ISSN: 2378-315X BBIJ

Biometrics & Biostatistics International Journal
Research Article
Volume 5 Issue 2 - 2017
The Kaplan Meier Estimate in Survival Analysis
Ä°lker Etikan*, Sulaiman Abubakar and Rukayya Alkassim
Department of Biostatistics, Near East University Faculty of Medicine, Cyprus
Received: November 24, 2016 | Published: February 13, 2017
*Corresponding author: Ilker Etikan, Near East University Faculty of Medicine Department of Biostatistics, Nicosia-TRNC, Cyprus, Email:
Citation: Etikan Ä°, Abubakar S, Alkassim R (2017) The Kaplan Meier Estimate in Survival Analysis. Biom Biostat Int J 5(2): 00128. DOI: 10.15406/bbij.2017.05.00128

Abstract

Kaplan-Meier is a statistical method used in the analysis of time to event data. Time to event means the time from entry into a study until a particular event, for example onset of illness.

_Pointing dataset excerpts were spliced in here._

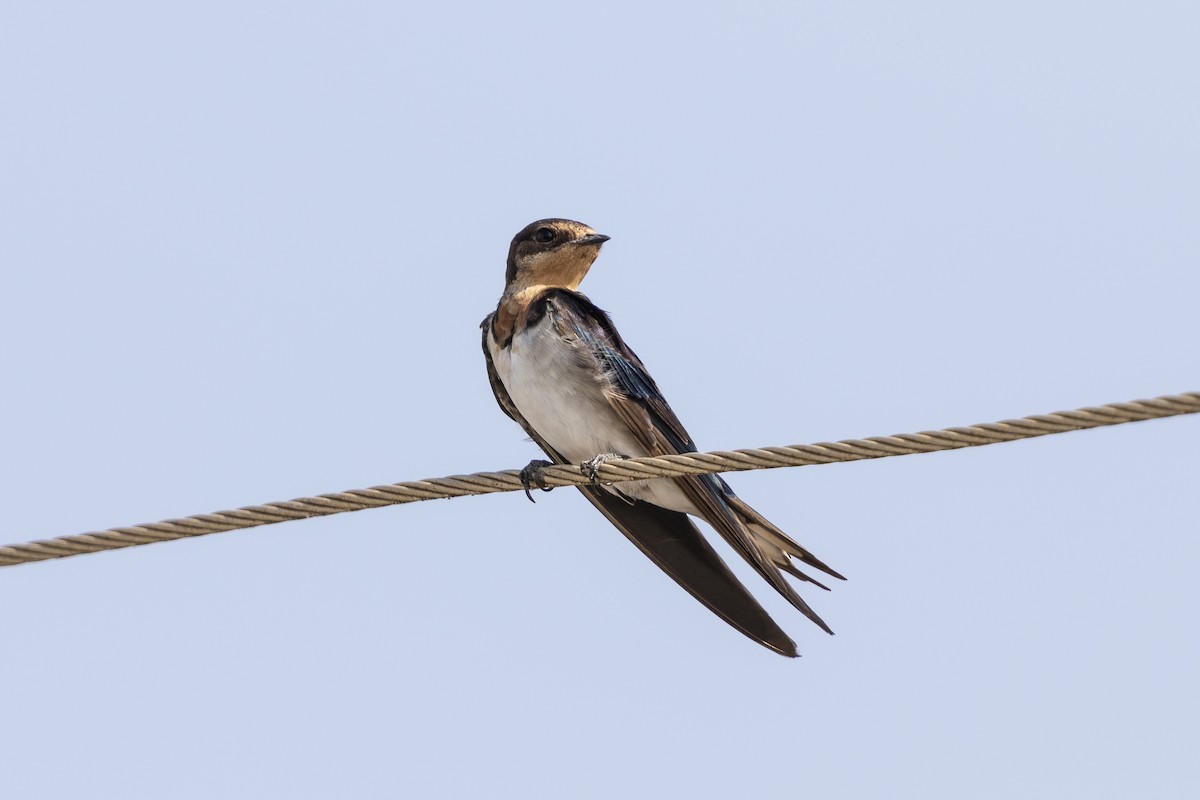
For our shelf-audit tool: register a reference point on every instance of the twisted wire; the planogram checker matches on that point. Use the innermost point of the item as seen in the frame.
(633, 469)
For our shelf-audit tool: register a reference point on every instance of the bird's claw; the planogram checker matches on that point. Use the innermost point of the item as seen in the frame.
(592, 468)
(532, 476)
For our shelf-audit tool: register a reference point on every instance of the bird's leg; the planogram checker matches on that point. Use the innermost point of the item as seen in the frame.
(592, 468)
(532, 476)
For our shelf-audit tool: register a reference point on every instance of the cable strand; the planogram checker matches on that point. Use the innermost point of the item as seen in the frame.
(825, 452)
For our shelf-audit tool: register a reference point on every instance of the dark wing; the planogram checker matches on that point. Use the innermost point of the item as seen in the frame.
(669, 539)
(637, 401)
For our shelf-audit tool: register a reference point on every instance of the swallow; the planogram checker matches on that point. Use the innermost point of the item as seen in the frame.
(561, 370)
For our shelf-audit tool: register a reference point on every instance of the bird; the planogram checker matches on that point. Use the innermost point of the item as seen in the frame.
(559, 368)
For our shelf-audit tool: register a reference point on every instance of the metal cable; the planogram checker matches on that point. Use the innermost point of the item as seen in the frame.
(611, 473)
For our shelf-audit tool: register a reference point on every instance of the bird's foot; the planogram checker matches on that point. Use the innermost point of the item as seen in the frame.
(592, 468)
(533, 476)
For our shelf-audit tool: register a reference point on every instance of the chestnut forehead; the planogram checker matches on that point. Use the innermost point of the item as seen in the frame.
(575, 229)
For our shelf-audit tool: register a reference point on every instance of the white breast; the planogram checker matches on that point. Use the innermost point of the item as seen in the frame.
(558, 389)
(555, 385)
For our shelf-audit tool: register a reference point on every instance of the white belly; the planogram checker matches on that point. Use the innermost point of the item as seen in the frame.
(559, 392)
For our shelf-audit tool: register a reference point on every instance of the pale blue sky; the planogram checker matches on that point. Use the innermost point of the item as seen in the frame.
(246, 247)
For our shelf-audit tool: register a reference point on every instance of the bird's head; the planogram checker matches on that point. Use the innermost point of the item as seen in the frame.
(552, 253)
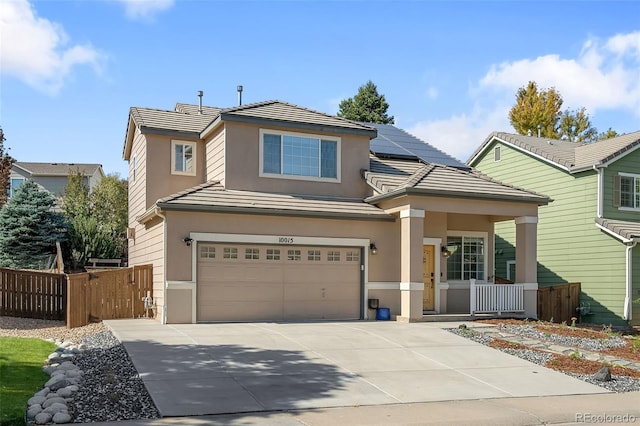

This method is very useful in survival analysis as it is used by the researchers to determine and/or analyze the patients or participants who lost to follow up or dropped out of the study, those who developed the disease of interest or survived it. It is also used to compare two groups of subjects such as a control group, the one that is given placebo and the other treatment group that is the one given the genuine drug. The method is not only applicable to the fields of public health, medicine and epidemiology, but it is also useful in other disciplines such as engineering, economics, among others. Most of the studies that use Kaplan Meier estimate are longitudinal in nature like a cohort study. Examples of studies that Kaplan-Meier estimate can be applicable include death times of kidney transplant patients, times to infection for burn patients and times to death for a breast-cancer trial. A fictive data was created concerning the treatment and control groups who were given Drug A and placebo respectively. The participants in each these two groups are ten and they were followed for 2 years (24 months). A survival table and Kaplan-Meier estimate curve were generated from the SPSS software using the fictive data and these were used to analyze the 24 month study.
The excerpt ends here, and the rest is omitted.